There is controversy that otaku actually have two genders instead of one: Male and Female. Female otaku are usually believed to be adorned with black clothing which they usually purchase from Hot Gothic. They like to take two or more men that look like guys from an anime or manga and write fanfiction and produce fanart of them having intercourse; this is also sometimes referred to as yaoi. These otakus of indecisive gender are commonly referred to as fangirls, or in Japanese "腐女子", meaning "Rotten Girl".
Chihara Minorin incident
Something which stays true to even this case, as the seiyuu Chihara Minori, known as Minorin to her fans, became the victim of a stalking Otaku who ultimately was after her water bottle.
The entire event took place at the recent Daicon anime convention, held in Melaka, Malaysia. Minorin, who was there for a singing appearance, was completely unaware of the predator around her, who had seen her drink out of a bottle of Evian mineral water. When it was left “unattended”, he seized his chance.
In the world of those who never really had their intimate moments with the opposite sex, a moment like this is highly considered as a chance to have a one-on-one session of indirect kisses.
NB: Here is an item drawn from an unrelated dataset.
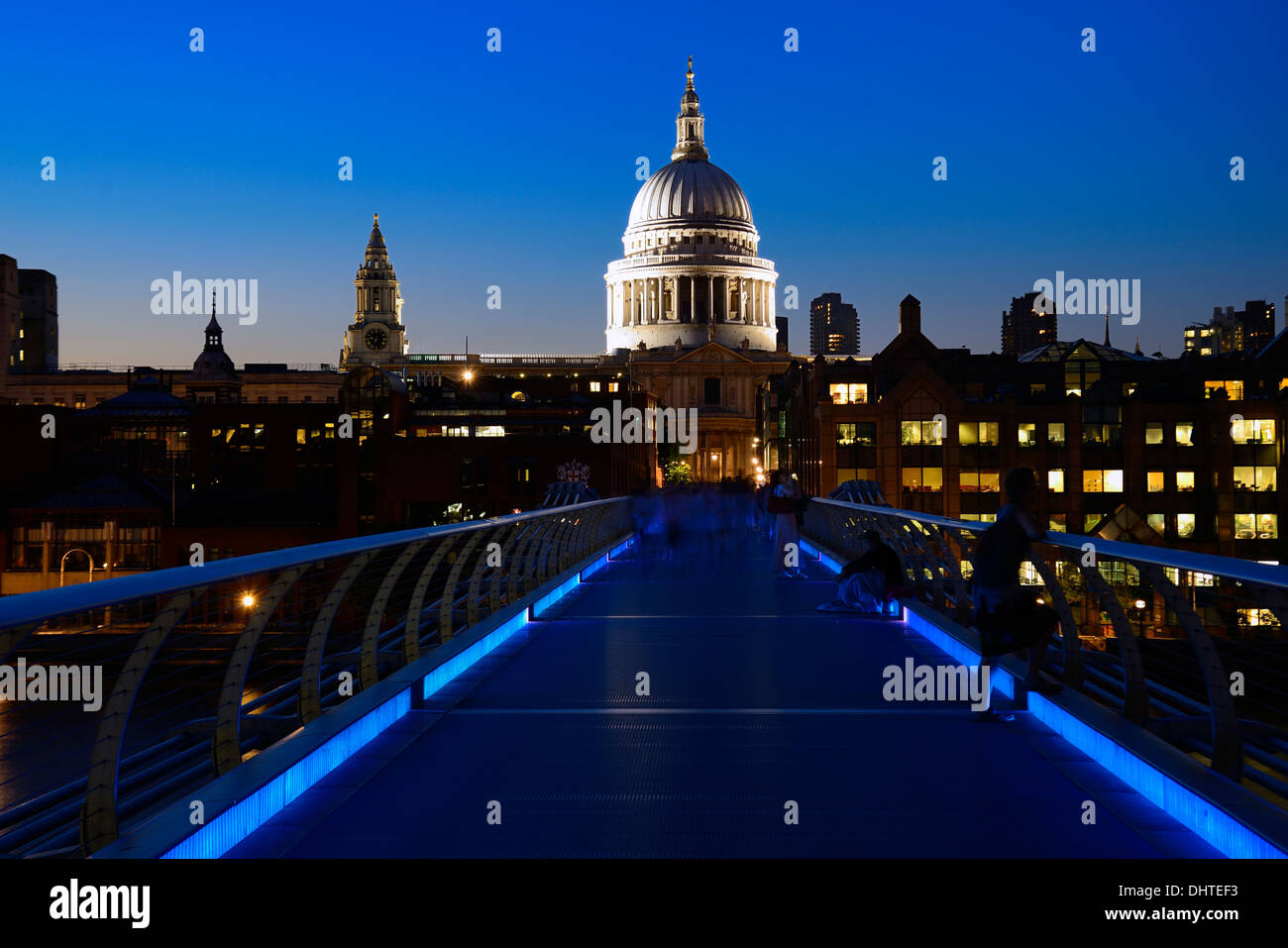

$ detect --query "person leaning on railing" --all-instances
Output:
[971,467,1063,719]
[818,529,903,614]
The proud Otaku was enjoying himself to such an extent that he exposed both his story and photos of himself having a most depraved sexual relationship with the bottle which had once touched the lips of Minorin, on his blog.
It seems Minori herself is as yet blissfully unaware of this liquid theft, though with the propensity of such scandalous news to propagate wildly across the Internet, true fans can only hope that she be spared from the knowledge of just where her fluids ended up.